ウェストブルック(右)とジョージ(左)は個人成績では上々の数字を残すも、チーム成績と比例せず[写真]=Getty Images

■プレーオフ ファーストラウンド(対ブレイザーズ)
全5試合出場、平均39.5分22.8得点8.8リバウンド10.6アシスト1.0スティール

リラードとマッカラムに翻弄されて5戦で決着、3年連続で1回戦敗退に

 戦前の下馬評では、ジョージという強烈なスコアラーと爆発力のあるウェストブルックがいることで、下位シードのサンダーがアップセット可能、という声が多かった。両チームとも一昨季のプレーオフで1回戦負けしているだけに、同じノースウェストディビジョン同士のカードは激戦の連続と予想する声もあった。

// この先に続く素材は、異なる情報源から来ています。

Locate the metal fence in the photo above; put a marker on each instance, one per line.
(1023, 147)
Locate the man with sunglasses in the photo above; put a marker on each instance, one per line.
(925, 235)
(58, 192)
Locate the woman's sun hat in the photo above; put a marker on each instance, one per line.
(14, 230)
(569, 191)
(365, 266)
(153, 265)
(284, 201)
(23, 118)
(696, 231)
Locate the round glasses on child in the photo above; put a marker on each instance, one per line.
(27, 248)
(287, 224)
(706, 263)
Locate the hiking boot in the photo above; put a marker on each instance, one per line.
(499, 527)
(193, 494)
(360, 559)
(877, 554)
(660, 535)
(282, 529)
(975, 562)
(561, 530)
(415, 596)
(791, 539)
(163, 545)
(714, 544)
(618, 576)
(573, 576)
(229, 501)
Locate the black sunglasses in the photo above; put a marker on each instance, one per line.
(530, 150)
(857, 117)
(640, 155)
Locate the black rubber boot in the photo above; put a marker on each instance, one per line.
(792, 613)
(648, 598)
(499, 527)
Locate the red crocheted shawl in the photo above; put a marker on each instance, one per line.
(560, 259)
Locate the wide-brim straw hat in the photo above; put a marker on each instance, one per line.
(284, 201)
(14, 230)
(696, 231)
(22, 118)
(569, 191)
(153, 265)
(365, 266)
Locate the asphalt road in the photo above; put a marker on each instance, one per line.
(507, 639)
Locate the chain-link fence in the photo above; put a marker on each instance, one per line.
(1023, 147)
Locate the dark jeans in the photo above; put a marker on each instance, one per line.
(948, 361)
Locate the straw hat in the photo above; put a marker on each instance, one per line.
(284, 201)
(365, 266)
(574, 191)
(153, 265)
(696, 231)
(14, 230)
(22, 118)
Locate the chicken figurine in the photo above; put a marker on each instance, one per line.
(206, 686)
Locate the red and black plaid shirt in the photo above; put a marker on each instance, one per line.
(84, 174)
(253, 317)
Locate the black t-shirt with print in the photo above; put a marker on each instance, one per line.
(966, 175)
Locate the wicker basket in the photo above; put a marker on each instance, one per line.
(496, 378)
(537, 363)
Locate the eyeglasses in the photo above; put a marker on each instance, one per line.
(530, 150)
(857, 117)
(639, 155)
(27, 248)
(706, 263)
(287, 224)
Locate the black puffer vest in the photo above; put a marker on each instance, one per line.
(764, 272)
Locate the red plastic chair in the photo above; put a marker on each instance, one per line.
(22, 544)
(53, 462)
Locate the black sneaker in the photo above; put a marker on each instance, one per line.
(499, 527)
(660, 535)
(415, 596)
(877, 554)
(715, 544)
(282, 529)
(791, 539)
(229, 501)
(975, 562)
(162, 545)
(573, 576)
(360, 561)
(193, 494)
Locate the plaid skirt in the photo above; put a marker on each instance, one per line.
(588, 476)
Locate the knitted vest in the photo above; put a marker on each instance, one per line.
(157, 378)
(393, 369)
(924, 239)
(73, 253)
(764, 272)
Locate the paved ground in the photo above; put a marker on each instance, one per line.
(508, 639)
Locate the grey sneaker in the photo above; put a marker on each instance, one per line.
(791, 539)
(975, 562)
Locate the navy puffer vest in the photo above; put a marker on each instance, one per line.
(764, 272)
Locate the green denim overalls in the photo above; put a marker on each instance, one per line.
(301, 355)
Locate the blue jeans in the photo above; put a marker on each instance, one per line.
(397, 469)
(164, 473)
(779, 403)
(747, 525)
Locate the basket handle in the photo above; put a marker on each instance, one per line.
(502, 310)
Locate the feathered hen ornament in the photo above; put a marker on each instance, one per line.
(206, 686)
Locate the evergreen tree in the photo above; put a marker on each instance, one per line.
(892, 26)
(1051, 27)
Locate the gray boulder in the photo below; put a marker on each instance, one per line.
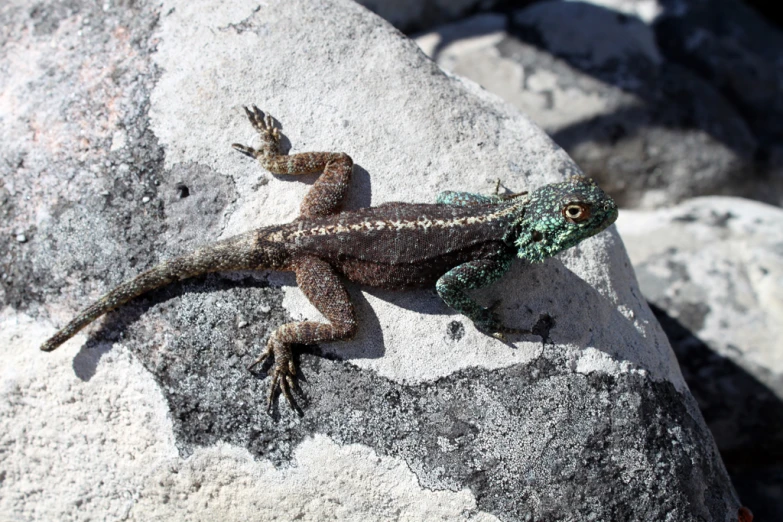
(711, 269)
(116, 130)
(651, 129)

リラード(中央)やマッカラムをスローダウンできず、わずか5戦でシリーズは幕を閉じた[写真]=Getty Images

 ところが、終わってみればブレイザーズが4勝1敗で早々に決着。絶好調デイミアン・リラードが平均33.0得点に6.0アシスト2.4スティールの大暴れ。第5戦では50得点に加えてサンダーに引導を渡す劇的なブザービーターをヒット。さらにCJ・マッカラムが平均24.4得点5.4リバウンド4.0アシスト、エネス・カンター(現ボストン・セルティックス)が平均13.2得点10.2リバウンドと奮闘。

 サンダーではジョージが平均28.6得点8.6リバウンド3.6アシスト1.4スティール、ウェストブルックが平均22.8得点8.8リバウンド10.6アシスト1.0スティールを奪うも、ショットの精度が低かったことは否めず。第3戦で一矢報いたものの、これで3年連続の1回戦敗退という屈辱的な終わりとなった。

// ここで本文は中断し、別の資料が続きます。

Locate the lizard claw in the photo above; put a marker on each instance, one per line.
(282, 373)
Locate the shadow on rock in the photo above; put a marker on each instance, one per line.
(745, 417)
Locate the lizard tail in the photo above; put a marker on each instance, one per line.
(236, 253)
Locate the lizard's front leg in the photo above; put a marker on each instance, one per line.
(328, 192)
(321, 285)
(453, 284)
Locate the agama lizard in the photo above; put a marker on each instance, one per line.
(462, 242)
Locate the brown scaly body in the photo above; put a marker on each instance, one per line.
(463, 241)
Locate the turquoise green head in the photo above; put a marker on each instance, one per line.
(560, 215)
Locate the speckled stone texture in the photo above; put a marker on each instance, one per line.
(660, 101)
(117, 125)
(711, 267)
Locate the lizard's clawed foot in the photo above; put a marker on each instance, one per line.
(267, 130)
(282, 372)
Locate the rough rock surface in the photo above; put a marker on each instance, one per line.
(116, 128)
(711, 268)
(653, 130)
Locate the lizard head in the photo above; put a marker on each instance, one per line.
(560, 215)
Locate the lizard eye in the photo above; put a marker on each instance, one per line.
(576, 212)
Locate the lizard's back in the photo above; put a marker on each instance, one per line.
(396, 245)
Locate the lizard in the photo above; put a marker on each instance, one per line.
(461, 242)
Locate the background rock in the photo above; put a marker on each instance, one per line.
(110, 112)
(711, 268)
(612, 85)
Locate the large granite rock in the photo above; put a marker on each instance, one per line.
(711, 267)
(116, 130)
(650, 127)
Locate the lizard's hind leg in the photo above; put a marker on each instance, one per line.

シリーズ全体でフィールドゴール成功率36.0%、3ポイント成功率32.4%と不発に終わったウェストブルック[写真]=Getty Images

■シーズン終了後

ロケッツへ電撃移籍し、会見で「チャンピオンシップ獲得がゴール」と言及

 3シーズン連続で平均トリプルダブルを達成したウェストブルック、そして昨季自己最高の個人成績をマークしたジョージによる超強力デュオは、結成2シーズン目となった昨季もプレーオフ1回戦の壁を突破することができなかった。

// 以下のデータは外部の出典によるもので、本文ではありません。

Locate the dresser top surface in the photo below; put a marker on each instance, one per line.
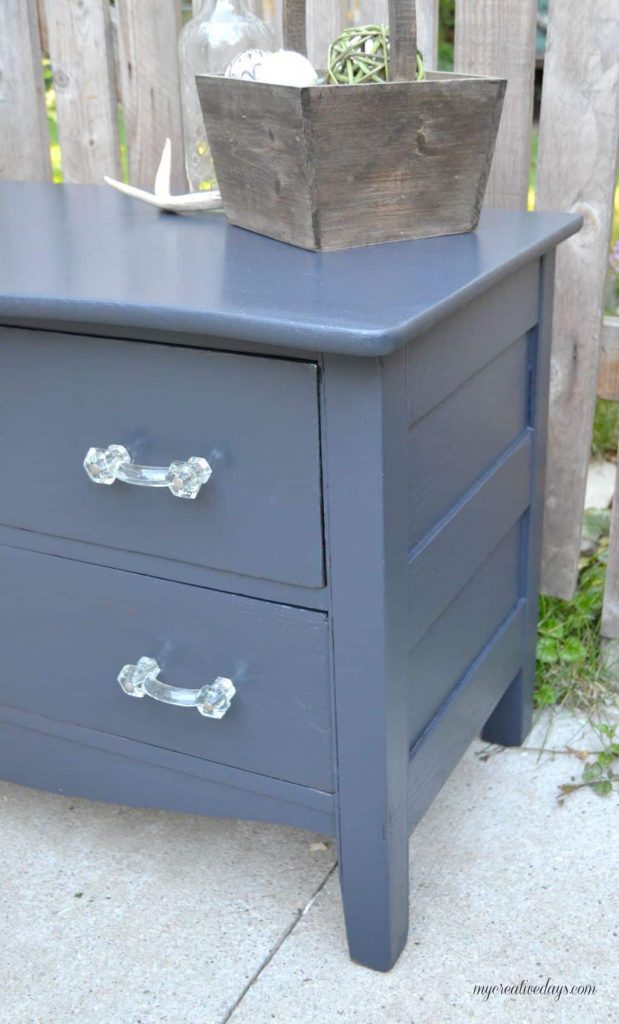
(85, 255)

 7月1日(同6月30日)のフリーエージェント(FA)交渉解禁後、サンダーはアレック・バークス(合意するもジョージ移籍を機にウォリアーズ入り)、マイク・マスカーラを加え、ナーレンズ・ノエルとも再契約。今季も両輪を中心に戦うかと思われたやさき、サンダーは約1週間という短期間にジョージ、そしてウェストブルックをトレードで手放し、複数のドラフト1巡目指名権を手にして再建へ乗り出すことに。

 ジョージは代理人を通じてトレードのオファーをしていたと現地メディアが報道。昨季のファイナルMVPカワイ・レナードと共にクリッパーズで優勝を目指すことへと方向転換。

 一方のウェストブルックも、10歳の頃から友人で、サンダーで3シーズンを共にプレーした戦友ジェームズ・ハーデンが君臨するロケッツへ電撃移籍。ウェストブルックとジョージは今季、他チームのユニフォームを身にまとい、ライバルチームとして戦うこととなったのである。

リーグを代表するベテラン司令塔クリス・ポール(左)と複数のドラフト指名権とのトレードで、ウェストブルック(右)はロケッツへ移籍[写真]=Getty Images

 7月26日(同25日)にロケッツの一員として初となる会見に臨んだウェストブルックは、複数の現地メディアが集まる中、こう語っている。

「勝利していくためには、自分のゲームにおけるいくつかの部分でどんな犠牲もじさない覚悟が必要になるだろう。ジェームズと僕はそれを理解しているのさ。それに僕らには、チャンピオンシップを勝ち取るという共通のゴールがある。何をすべきか、僕らは分かってるよ」。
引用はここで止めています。